Berg: $5.9B payday for ‘Candy Crush’ may be doomed
When a massive power in the technology business sees an exciting startup with the next big idea, it will strike with a fast, fist full of cash. It’s how Google ended up with YouTube, Microsoft with Minecraft and Facebook with Instagram and Oculus. So on Nov. 2 when Activision-Blizzard (Destiny, Call of Duty, World of Warcraft) announced the purchase of King Digital Entertainment (creator of Candy Crush Saga and other wildly popular mobile games) it seemed like a fairly everyday occurrence.
Until news of the price tag dropped — $5.9 billion dollars.

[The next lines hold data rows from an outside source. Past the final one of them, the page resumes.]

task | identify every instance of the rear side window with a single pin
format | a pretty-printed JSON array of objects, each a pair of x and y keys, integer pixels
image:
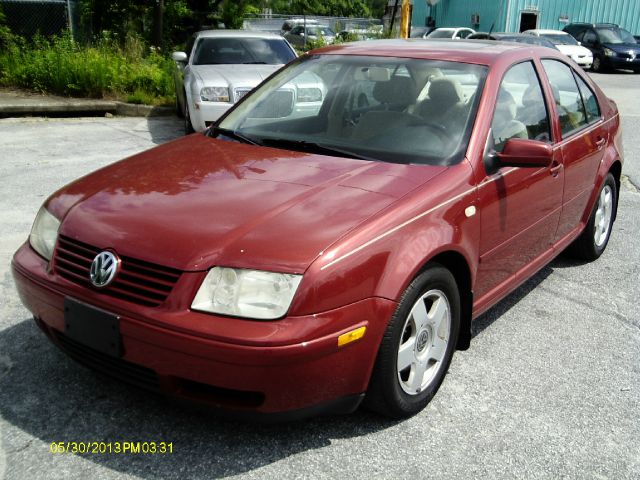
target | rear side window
[
  {"x": 590, "y": 101},
  {"x": 520, "y": 110},
  {"x": 567, "y": 97}
]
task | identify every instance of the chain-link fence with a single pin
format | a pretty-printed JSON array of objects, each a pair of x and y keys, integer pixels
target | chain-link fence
[
  {"x": 274, "y": 22},
  {"x": 45, "y": 17}
]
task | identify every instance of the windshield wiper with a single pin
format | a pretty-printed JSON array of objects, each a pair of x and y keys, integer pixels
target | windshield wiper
[
  {"x": 234, "y": 135},
  {"x": 312, "y": 147}
]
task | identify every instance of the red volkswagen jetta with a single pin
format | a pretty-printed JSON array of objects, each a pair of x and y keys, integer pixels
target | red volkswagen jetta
[{"x": 332, "y": 238}]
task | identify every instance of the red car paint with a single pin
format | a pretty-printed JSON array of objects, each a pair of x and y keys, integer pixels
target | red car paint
[{"x": 360, "y": 231}]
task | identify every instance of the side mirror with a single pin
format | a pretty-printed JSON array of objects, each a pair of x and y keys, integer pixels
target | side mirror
[
  {"x": 520, "y": 152},
  {"x": 179, "y": 57}
]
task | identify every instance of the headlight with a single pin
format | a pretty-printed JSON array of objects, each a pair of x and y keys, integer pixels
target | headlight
[
  {"x": 309, "y": 94},
  {"x": 44, "y": 233},
  {"x": 214, "y": 94},
  {"x": 246, "y": 293}
]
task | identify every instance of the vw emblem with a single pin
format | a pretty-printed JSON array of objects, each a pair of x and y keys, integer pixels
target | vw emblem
[{"x": 104, "y": 268}]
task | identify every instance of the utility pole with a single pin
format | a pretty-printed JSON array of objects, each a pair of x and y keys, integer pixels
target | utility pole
[
  {"x": 405, "y": 19},
  {"x": 158, "y": 16}
]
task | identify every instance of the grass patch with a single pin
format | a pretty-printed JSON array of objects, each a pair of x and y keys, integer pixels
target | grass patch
[{"x": 62, "y": 66}]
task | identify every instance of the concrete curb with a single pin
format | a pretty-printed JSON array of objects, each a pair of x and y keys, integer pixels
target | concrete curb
[{"x": 14, "y": 105}]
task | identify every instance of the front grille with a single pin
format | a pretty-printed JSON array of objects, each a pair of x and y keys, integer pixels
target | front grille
[
  {"x": 139, "y": 282},
  {"x": 240, "y": 92},
  {"x": 108, "y": 365}
]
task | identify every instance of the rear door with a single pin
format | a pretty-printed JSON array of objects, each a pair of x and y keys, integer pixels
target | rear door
[
  {"x": 519, "y": 207},
  {"x": 579, "y": 124}
]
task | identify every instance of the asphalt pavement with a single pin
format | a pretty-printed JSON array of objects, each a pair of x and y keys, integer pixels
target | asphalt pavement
[{"x": 550, "y": 387}]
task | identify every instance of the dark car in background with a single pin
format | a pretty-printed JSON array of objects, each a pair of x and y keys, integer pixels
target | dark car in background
[
  {"x": 513, "y": 37},
  {"x": 612, "y": 46}
]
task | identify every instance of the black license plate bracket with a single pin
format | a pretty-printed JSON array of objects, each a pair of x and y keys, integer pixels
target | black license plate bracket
[{"x": 92, "y": 327}]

For perspective, here are some other recent major acquisitions in the entertainment world:
- Amazon’s purchase of game streaming service Twitch — $970 million
- Facebook’s acquisition of virtual reality startup Oculus — $2 billion
- Disney’s acquisition of Lucasfilm and the Star Wars license — $4.05 billion
It’s a sum of money that seems almost impossible. Activision’s purchase of King is either the bargain of the century or a legendary disaster lying in wait.

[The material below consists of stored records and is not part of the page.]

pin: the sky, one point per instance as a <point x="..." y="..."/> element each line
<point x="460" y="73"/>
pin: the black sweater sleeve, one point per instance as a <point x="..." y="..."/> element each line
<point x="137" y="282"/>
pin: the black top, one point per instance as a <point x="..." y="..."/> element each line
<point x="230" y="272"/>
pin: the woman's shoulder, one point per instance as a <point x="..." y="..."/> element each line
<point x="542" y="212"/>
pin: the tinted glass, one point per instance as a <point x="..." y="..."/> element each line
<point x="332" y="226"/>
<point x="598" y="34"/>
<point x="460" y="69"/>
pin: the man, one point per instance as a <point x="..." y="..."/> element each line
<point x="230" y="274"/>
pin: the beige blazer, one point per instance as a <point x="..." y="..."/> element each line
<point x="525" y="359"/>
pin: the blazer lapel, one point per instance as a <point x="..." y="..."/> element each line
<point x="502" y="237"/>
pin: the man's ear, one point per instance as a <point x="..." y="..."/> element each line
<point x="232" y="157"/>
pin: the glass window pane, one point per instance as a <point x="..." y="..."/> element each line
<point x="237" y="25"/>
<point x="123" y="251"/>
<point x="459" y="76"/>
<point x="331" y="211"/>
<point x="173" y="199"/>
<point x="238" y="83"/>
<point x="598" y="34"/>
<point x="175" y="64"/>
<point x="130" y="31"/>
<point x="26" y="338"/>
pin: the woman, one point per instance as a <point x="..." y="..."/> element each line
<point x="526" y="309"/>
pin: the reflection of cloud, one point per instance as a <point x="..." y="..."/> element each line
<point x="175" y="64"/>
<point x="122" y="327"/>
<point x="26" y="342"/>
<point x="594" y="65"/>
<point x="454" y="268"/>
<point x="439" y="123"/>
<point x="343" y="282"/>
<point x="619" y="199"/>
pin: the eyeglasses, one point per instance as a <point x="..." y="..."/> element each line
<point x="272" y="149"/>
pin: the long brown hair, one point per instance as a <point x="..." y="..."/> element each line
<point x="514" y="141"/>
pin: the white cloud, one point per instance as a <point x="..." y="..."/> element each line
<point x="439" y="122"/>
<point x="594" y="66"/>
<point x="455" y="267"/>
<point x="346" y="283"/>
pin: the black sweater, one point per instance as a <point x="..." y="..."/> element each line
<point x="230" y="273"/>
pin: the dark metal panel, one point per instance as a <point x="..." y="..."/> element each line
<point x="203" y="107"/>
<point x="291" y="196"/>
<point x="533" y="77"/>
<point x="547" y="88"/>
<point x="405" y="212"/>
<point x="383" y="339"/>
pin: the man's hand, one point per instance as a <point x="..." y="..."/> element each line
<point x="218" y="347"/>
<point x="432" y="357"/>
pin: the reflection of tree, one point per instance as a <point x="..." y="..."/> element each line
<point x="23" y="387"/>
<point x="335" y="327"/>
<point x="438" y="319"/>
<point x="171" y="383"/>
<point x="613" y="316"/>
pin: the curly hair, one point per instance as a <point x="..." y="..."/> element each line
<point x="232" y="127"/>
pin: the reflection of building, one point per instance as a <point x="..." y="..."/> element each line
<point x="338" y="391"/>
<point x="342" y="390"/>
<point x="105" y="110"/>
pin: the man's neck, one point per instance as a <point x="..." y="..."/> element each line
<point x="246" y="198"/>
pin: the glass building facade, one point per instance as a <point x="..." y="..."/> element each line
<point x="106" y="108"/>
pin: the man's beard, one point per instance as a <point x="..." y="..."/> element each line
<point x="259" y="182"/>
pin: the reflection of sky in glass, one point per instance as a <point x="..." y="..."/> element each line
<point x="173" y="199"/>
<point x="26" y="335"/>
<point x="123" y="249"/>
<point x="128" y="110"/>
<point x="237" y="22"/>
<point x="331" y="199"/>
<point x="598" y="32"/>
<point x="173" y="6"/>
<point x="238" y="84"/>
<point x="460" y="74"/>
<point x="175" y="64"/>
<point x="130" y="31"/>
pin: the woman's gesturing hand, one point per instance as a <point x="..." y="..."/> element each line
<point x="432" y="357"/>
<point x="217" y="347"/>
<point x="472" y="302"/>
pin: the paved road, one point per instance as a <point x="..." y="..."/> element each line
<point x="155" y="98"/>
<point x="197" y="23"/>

Activision didn’t arrive at the magic number overnight. King Digital Entertainment (KING on the NYSE) has a market value of roughly $4.72 billion, largely based on their success with Candy Crush. The simple puzzle game is a dominant force in every app store under the digital sun, contributing over a third of the company’s reported $600 million revenue in the first quarter of 2015. It wouldn’t take long for Activison to recoup their investment – just over five years. But in gaming, five years is a long time.

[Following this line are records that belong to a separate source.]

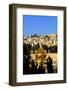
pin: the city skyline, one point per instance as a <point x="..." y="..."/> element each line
<point x="39" y="25"/>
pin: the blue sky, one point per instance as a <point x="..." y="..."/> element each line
<point x="39" y="25"/>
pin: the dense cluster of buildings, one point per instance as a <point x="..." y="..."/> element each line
<point x="49" y="40"/>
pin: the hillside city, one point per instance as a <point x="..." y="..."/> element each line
<point x="42" y="51"/>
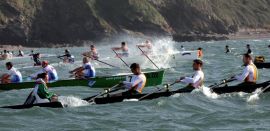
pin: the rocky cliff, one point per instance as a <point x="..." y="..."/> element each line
<point x="47" y="22"/>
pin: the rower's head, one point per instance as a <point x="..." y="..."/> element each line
<point x="44" y="77"/>
<point x="135" y="69"/>
<point x="86" y="60"/>
<point x="92" y="47"/>
<point x="9" y="65"/>
<point x="123" y="44"/>
<point x="44" y="64"/>
<point x="66" y="51"/>
<point x="197" y="64"/>
<point x="247" y="59"/>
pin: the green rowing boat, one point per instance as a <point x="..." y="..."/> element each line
<point x="153" y="78"/>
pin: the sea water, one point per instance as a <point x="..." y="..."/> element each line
<point x="199" y="110"/>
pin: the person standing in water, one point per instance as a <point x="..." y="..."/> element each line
<point x="249" y="51"/>
<point x="93" y="53"/>
<point x="87" y="70"/>
<point x="13" y="75"/>
<point x="196" y="81"/>
<point x="148" y="47"/>
<point x="227" y="49"/>
<point x="200" y="52"/>
<point x="124" y="50"/>
<point x="41" y="93"/>
<point x="21" y="54"/>
<point x="67" y="57"/>
<point x="50" y="70"/>
<point x="250" y="73"/>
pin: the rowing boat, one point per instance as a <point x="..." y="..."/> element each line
<point x="218" y="90"/>
<point x="113" y="99"/>
<point x="153" y="78"/>
<point x="160" y="59"/>
<point x="262" y="65"/>
<point x="49" y="105"/>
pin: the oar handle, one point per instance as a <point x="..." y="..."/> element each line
<point x="120" y="58"/>
<point x="166" y="87"/>
<point x="148" y="58"/>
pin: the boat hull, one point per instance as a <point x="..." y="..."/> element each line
<point x="218" y="90"/>
<point x="153" y="78"/>
<point x="262" y="65"/>
<point x="49" y="105"/>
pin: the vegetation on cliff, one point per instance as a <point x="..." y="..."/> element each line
<point x="41" y="22"/>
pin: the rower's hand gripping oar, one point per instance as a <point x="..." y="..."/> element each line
<point x="100" y="61"/>
<point x="107" y="91"/>
<point x="166" y="87"/>
<point x="225" y="81"/>
<point x="120" y="58"/>
<point x="148" y="57"/>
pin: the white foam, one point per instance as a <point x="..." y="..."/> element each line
<point x="210" y="94"/>
<point x="255" y="96"/>
<point x="241" y="94"/>
<point x="71" y="101"/>
<point x="131" y="100"/>
<point x="176" y="95"/>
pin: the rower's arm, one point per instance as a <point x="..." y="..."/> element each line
<point x="243" y="76"/>
<point x="44" y="92"/>
<point x="62" y="56"/>
<point x="190" y="80"/>
<point x="77" y="69"/>
<point x="34" y="76"/>
<point x="116" y="48"/>
<point x="130" y="85"/>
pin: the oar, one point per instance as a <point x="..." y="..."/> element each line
<point x="120" y="58"/>
<point x="166" y="86"/>
<point x="107" y="91"/>
<point x="225" y="81"/>
<point x="29" y="100"/>
<point x="266" y="88"/>
<point x="60" y="57"/>
<point x="101" y="61"/>
<point x="148" y="58"/>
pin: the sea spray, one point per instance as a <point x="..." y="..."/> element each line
<point x="210" y="94"/>
<point x="72" y="101"/>
<point x="255" y="96"/>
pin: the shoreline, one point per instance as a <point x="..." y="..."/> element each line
<point x="241" y="35"/>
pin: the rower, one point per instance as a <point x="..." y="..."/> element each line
<point x="148" y="46"/>
<point x="5" y="55"/>
<point x="21" y="54"/>
<point x="196" y="81"/>
<point x="50" y="70"/>
<point x="227" y="49"/>
<point x="182" y="48"/>
<point x="200" y="52"/>
<point x="250" y="73"/>
<point x="40" y="92"/>
<point x="136" y="82"/>
<point x="13" y="76"/>
<point x="123" y="48"/>
<point x="36" y="58"/>
<point x="85" y="71"/>
<point x="249" y="51"/>
<point x="67" y="57"/>
<point x="93" y="53"/>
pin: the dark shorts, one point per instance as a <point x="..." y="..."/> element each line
<point x="188" y="88"/>
<point x="247" y="83"/>
<point x="130" y="92"/>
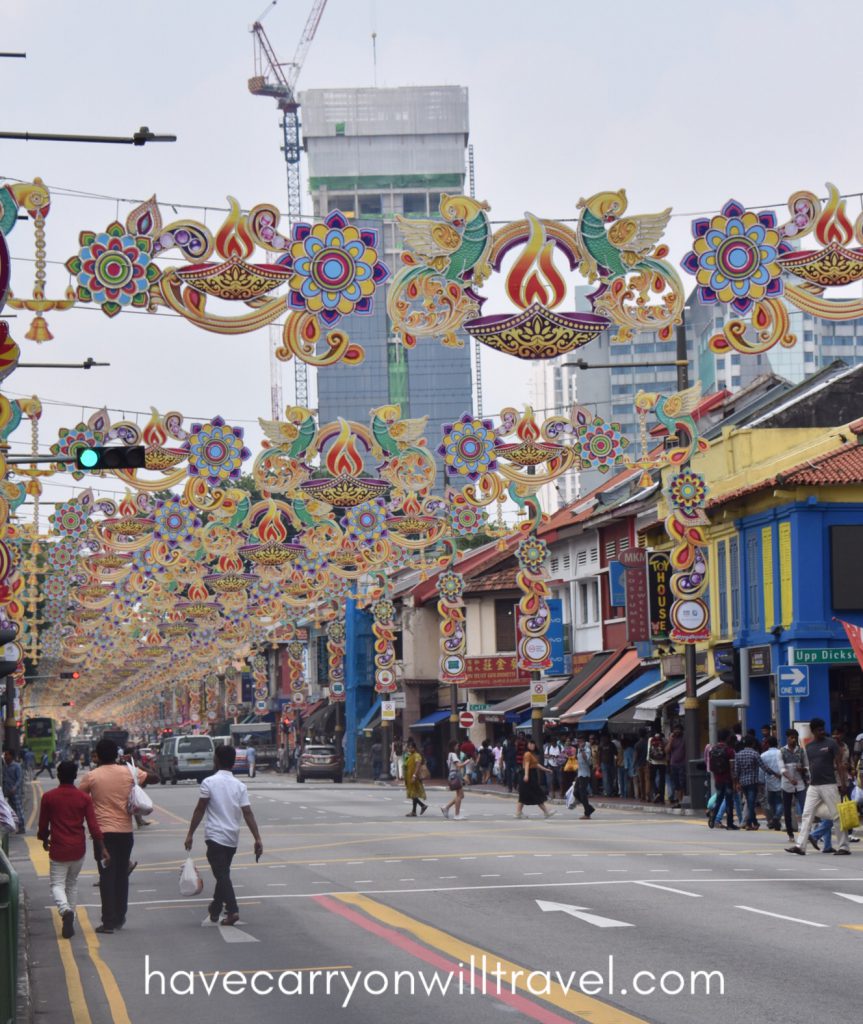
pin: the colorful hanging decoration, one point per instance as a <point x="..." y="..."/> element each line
<point x="746" y="260"/>
<point x="435" y="293"/>
<point x="686" y="493"/>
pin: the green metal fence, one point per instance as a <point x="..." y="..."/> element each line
<point x="8" y="939"/>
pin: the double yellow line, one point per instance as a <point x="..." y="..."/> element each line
<point x="77" y="998"/>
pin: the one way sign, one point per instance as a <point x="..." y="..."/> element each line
<point x="793" y="681"/>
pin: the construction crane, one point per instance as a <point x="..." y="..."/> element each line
<point x="278" y="81"/>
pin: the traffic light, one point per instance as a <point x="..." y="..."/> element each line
<point x="118" y="457"/>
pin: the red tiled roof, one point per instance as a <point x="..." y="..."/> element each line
<point x="836" y="468"/>
<point x="502" y="580"/>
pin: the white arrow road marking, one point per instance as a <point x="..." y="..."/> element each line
<point x="578" y="911"/>
<point x="234" y="934"/>
<point x="851" y="896"/>
<point x="667" y="889"/>
<point x="782" y="916"/>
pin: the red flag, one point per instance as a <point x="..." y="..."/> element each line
<point x="855" y="636"/>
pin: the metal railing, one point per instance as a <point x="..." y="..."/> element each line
<point x="8" y="939"/>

Think back to the mobile scene in 2010 and one name comes to mind — Angry Birds. Swedish developer Rovio’s hit physics puzzler was at the top of every chart and the tip of every tongue. Birds and pigs were on every screen in America overnight. But cut to today, and the picture looks bleaker. In 2014, Rovio reported a 73 percent decline in revenue due to falling popularity of their mainstay franchise. This year, they released Angry Birds 2 to a fraction of their old audience, laying off staff shortly afterwards.
So what makes King different? I’m not some brilliant industry analyst, outsmarting the guys in suits who get to handle ten-digit checks. But this sale seems so clearly overvalued on a company following the same trajectory as all the burnouts. One of the biggest entertainment technology conglomerates in the world just tossed down a massive paycheck in exchange for their future. I have to assume there’s some magic sauce behind King that separates it from the rest of the fads. Or perhaps history is doomed to repeat itself until someone finally learns from it.